On Fri, Dec 4, 2009 at 12:12 AM, Juho <juho4880 at yahoo.co.uk> wrote:
> 27: A=1 B=0 C=0 D=2
> 26: A=0 B=2 C=1 D=0
> 25: A=2 B=0 C=1 D=0
> 22: A=0 B=1 C=0 D=2
>
> A would win the first Condorcet election (or Plurality or whatever common
> single-winner method). C would win the second Condorcet election.
>
> Let's then combine these elections into one election in which the outcome
> alternatives (sets of winners of the two component elections) will be AC,
> AD, BC and BD. We can sum up the preferences so that each voter is
> considered to prefer outcome x to outcome y if the sum of his/her ratings of
> the candidates is higher in outcome x than in y. The first 27 voters are
> thus considered to prefer outcome AD (1+2 points) to BD (0+2) and AC (1+0)
> and BD (0+0).
>
> 27: AC=1 AD=3 BC=0 BD=2
> 26: AC=1 AD=0 BC=3 BD=2
> 25: AC=3 AD=2 BC=1 BD=0
> 22: AC=0 AD=2 BC=1 BD=3
>
> Based on the resulting preference orders we will then use some Condorcet
> method (=some good single winner method) to determine the winning outcome.

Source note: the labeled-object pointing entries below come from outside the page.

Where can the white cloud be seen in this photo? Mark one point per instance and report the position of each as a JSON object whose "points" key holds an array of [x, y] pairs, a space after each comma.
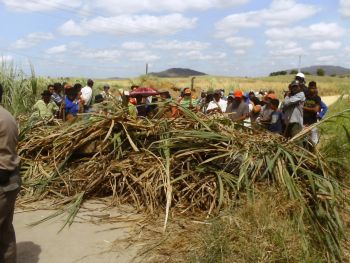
{"points": [[40, 5], [137, 6], [142, 55], [56, 49], [239, 42], [178, 45], [99, 54], [280, 13], [314, 31], [133, 45], [325, 45], [6, 58], [129, 24], [32, 39], [240, 51], [199, 55], [326, 59], [344, 8]]}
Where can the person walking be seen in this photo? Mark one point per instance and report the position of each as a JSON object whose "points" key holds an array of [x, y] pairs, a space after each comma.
{"points": [[10, 182], [86, 95], [293, 109]]}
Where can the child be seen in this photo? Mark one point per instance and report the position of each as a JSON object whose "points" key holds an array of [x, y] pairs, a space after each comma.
{"points": [[275, 125]]}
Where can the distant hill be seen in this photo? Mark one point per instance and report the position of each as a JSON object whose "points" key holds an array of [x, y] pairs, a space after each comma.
{"points": [[329, 70], [177, 72]]}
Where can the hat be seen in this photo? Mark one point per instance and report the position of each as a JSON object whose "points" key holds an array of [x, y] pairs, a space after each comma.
{"points": [[301, 75], [257, 108], [271, 96], [46, 93], [187, 91], [295, 83], [238, 94]]}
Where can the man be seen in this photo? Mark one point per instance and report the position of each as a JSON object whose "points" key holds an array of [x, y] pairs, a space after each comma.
{"points": [[312, 106], [86, 95], [105, 93], [45, 108], [293, 109], [239, 109], [50, 88], [56, 95], [301, 78], [217, 105], [275, 125], [10, 182]]}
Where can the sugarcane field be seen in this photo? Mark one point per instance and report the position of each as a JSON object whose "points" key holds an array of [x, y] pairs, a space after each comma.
{"points": [[114, 149]]}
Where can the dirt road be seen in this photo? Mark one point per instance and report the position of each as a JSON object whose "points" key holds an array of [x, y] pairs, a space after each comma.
{"points": [[85, 241]]}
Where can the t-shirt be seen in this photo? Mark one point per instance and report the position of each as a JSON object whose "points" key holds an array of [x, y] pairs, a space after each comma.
{"points": [[71, 107], [216, 104], [276, 122], [9, 159], [86, 94], [43, 110], [311, 102], [238, 110]]}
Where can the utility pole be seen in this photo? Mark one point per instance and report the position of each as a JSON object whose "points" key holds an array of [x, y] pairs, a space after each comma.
{"points": [[299, 66]]}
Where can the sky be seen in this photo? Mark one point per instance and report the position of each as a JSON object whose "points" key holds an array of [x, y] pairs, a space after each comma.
{"points": [[116, 38]]}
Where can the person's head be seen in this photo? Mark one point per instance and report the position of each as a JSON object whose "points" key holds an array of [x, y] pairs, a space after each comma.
{"points": [[251, 95], [98, 98], [274, 103], [50, 88], [295, 87], [1, 92], [57, 87], [187, 92], [90, 83], [230, 99], [300, 77], [312, 88], [46, 96], [106, 88], [133, 87], [238, 95], [217, 95]]}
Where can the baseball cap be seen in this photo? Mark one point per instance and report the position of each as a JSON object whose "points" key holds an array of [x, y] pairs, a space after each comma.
{"points": [[238, 94]]}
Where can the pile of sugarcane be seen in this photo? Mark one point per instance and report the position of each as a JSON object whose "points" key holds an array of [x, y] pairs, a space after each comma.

So, for each voter, you use the ratings to create a ranked list of all
combinations of the options, and then pick the condorcet winner?

The effect is to allow voters to trade-off one candidate against the other.

This is similar to the effect of coalition negotiations.

A&B could be one policy question and C&D could be another.

A party could very easily accept an undesired decision in the AvB
direction in order to get what it wants in the CvD axis.

With lots of options, you could just do a random search method.  Pick
a random result and compare it to the winner so far.  If the majority
prefer it, then that becomes the provisional winner.  You could also
allow people to submit their own options.

There might be some issues with having control of the questions being
put.  Adding a "poison pill" as an option could cause problems.  Maybe
options which have the support of 75% of the population (or opposition
of 75% of the population) are excluded.

I think it might have some strategy problems.